The group first built a titling table, MRX NG II, for the tomo system, which supports a 43 x 43-cm digital detector that can move around the patient, in parallel but opposite directions from the x-ray tube. The system acquires up to 60 projection images in a 40° arc over 10 seconds for a full tomo exam, with a spatial resolution of 1,500 x 1,500 pixels.

In parallel, the group developed a CAD algorithm to use on the tomo images. The researchers noted that while CAD for chest CT is fairly routine, tomo CAD is a relatively novel field. They designed their algorithm for two main functions:

  • Finding suspicious nodules in the range of 5 mm to 25 mm in diameter
  • Estimating the volume of detected nodules

Developing a CAD algorithm for tomosynthesis presents a number of challenges, as tomo images fall somewhere in appearance between x-ray and CT, the researchers noted. Tomo systems create slices like CT systems do, but slice thicknesses are much larger.

In a series of 27 tomosynthesis scans performed on patients at Semmelweis University, the researchers found sensitivity of 70% to 90% for nodules 3 mm to 7 mm, with one false-positive detection per tomo slice. They concluded that this was far too many false positives, so they are considering the development of new algorithms.

With respect to measuring nodule volume, the researchers noted that this is an important task, as nodule growth over time can help distinguish between aggressive and slow-growing cancers. Their CAD algorithm struggled in measuring lesion doubling time in nodules smaller than 6 mm.

Finally, the group measured the radiation dose delivered by the tomosynthesis unit, since tomo's lower radiation burden is a major selling point of the technology relative to CT. The estimated effective dose of the system for a 60-projection tomo exam was 0.161 mSv, about four times higher than a conventional digital chest exam but only 10% of the dose of a typical chest CT exam.

The researchers noted that there are two studies underway in Hungary with prototype versions of the system. It's being used as a screening tool to detect lung nodules in a trial at the National Koranyi Institute of Tuberculosis and Pulmonology in Budapest, where the goal is to screen 2,000 individuals with tomo and compare its performance to CT. CAD will also be used to analyze images in addition to two independent readers.

In the second trial, being performed at Semmelweis University, researchers are using tomosynthesis in the follow-up of patients with stage III/IV lung cancer who are receiving chemotherapy. Baseline tomo images are being acquired and then compared with scans after treatment to measure changes in the number of lesions, as well as their size and morphology.

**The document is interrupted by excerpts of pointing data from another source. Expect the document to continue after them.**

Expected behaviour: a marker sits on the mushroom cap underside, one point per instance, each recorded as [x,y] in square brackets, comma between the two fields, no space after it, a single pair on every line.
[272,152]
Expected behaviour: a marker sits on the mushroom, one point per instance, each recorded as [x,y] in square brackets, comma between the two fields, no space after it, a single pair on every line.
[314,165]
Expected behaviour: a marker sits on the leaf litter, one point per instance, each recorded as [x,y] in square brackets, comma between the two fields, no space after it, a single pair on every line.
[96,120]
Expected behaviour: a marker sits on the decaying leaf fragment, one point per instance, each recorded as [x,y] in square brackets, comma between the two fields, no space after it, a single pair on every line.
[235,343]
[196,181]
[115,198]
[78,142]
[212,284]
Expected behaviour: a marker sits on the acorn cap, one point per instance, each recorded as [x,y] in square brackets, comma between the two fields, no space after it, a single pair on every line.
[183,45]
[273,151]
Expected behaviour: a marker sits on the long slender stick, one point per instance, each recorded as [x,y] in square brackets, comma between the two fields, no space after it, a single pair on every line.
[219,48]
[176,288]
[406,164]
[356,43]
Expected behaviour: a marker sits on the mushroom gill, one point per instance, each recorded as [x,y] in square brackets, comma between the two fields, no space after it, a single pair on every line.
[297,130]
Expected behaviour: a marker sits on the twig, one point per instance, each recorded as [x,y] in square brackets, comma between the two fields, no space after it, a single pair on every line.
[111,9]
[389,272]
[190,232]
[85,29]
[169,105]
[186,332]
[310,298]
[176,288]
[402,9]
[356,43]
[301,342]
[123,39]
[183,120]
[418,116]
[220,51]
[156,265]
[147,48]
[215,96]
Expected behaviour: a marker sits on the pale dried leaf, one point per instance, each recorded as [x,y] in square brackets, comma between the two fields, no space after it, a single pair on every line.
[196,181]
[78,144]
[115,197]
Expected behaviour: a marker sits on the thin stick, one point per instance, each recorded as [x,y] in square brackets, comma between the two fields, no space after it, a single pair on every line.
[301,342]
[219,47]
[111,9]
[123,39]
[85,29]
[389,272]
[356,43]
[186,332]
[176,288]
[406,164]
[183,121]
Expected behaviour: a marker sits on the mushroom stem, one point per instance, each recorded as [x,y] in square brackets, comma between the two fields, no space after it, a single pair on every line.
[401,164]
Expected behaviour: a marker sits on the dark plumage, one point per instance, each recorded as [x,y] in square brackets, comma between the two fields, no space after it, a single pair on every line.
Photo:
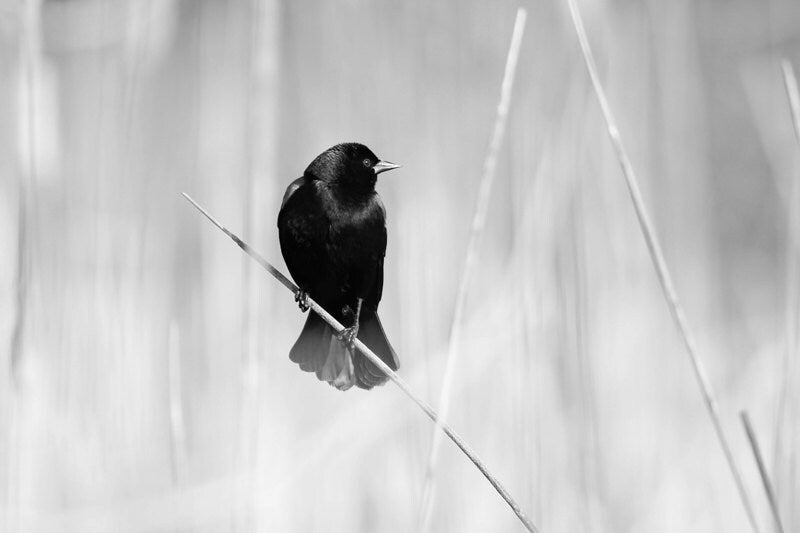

Preliminary results from this study indicate that tomosynthesis can be useful for visualizing obstructions in the large airways, which can affect the course of treatment. Tomo can document treatment results and detect restenosis in a way that conventional x-ray can't, the group noted.

"The early results suggest that [tomosynthesis] is a useful method for lung cancer follow-up with the capability of measuring the size and volume of lung nodules and reducing radiation dose," the researchers concluded. "The results of the developed CAD system for finding nodules on the lung fields were also encouraging, although the false-positive rate is still too high."